The Higher Learning Commission, Arkansas State’s accreditor, approved the plan on Friday, completing a trifecta of approvals along with the university’s Board of Trustees and the state Department of Education.

Arkansas State will offer three degree programs students can complete in Doha: a Bachelor of Science in Digital Technology and Design, a Bachelor of Science in Engineering Management Systems, and a Master of Science in Educational Leadership. Courses will be offered in partnership with the Global Studies Institute, which has worked with the university since 2020.

Currently the program is entirely remote; Qatari students receive instruction from Arkansas State professors while sitting in Doha classrooms. Chris Boothman, Arkansas State’s senior associate vice chancellor for distance education and technology, said the university is exploring opportunities to expand the partnership to an exchange program.

“We are working on creating pathways for Qatar students to complete their first year or two in Doha before coming to the Jonesboro campus,” he wrote in a statement announcing the approval.
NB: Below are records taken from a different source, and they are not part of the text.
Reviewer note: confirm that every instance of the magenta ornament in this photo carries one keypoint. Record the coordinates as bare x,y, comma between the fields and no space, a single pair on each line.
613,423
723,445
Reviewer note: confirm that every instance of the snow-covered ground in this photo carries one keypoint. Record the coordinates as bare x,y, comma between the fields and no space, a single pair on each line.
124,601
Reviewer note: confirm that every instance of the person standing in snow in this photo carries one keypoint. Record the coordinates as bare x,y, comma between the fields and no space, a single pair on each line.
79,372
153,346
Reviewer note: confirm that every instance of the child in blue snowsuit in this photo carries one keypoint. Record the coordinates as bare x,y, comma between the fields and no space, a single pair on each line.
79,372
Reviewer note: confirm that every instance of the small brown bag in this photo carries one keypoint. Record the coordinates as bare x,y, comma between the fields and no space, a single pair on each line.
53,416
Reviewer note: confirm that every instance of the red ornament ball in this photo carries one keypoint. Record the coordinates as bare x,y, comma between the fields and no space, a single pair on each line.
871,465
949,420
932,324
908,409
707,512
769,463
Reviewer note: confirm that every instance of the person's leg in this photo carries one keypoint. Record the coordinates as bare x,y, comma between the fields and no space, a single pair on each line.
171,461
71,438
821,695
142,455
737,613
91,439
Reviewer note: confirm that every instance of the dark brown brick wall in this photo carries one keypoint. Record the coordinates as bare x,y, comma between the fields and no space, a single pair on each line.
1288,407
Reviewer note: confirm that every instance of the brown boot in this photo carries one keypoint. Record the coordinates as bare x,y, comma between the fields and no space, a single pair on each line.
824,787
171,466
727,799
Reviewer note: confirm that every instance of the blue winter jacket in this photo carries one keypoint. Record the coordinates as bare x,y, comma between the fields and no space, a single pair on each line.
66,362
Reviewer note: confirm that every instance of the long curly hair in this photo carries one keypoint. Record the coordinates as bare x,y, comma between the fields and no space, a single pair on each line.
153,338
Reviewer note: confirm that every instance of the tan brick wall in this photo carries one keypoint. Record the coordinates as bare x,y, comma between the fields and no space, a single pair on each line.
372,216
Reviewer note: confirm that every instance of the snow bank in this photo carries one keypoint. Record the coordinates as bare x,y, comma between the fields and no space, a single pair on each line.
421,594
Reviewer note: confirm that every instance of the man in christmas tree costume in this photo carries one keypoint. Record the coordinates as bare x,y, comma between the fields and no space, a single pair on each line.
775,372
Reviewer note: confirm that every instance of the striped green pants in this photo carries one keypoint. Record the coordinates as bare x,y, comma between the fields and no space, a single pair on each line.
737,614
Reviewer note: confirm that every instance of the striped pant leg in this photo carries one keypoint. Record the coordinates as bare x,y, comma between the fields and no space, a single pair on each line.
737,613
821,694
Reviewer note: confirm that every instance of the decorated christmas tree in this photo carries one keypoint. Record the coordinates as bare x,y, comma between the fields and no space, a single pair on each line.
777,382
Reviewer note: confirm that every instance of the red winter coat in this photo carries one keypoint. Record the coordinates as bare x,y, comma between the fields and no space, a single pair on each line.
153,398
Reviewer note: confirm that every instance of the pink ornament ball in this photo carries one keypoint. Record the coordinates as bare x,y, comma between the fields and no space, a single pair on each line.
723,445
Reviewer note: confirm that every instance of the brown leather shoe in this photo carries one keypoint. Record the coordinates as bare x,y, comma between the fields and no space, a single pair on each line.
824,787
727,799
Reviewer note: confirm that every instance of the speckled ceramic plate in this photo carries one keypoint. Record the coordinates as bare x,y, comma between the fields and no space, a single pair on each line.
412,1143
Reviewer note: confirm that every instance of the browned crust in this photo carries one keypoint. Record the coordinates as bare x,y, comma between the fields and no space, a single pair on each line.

Establishing a presence in Qatar has become a politically fraught endeavor for American universities. The go-ahead on Arkansas’ Qatar site comes just a few months after Texas A&M University announced it was abruptly shuttering its branch campus in Doha’s Education City after 21 years. The decision came after months of political pressure following the release of a study purportedly linking Qatari education and research entities to Hamas, though A&M officials said it was merely about prioritizing domestic initiatives.

And during a hearing on campus antisemitism last month, Republican Congressman Burgess Owens questioned Northwestern University president Michael Schill about his institution’s branch campus in Doha, accusing Northwestern of partnering with “a government that harbors terrorists.”

In a statement, Arkansas State officials made clear that GSI is a privately funded institute “not associated with the Qatari government,” and that all revenue would be generated purely through international student tuition and fees.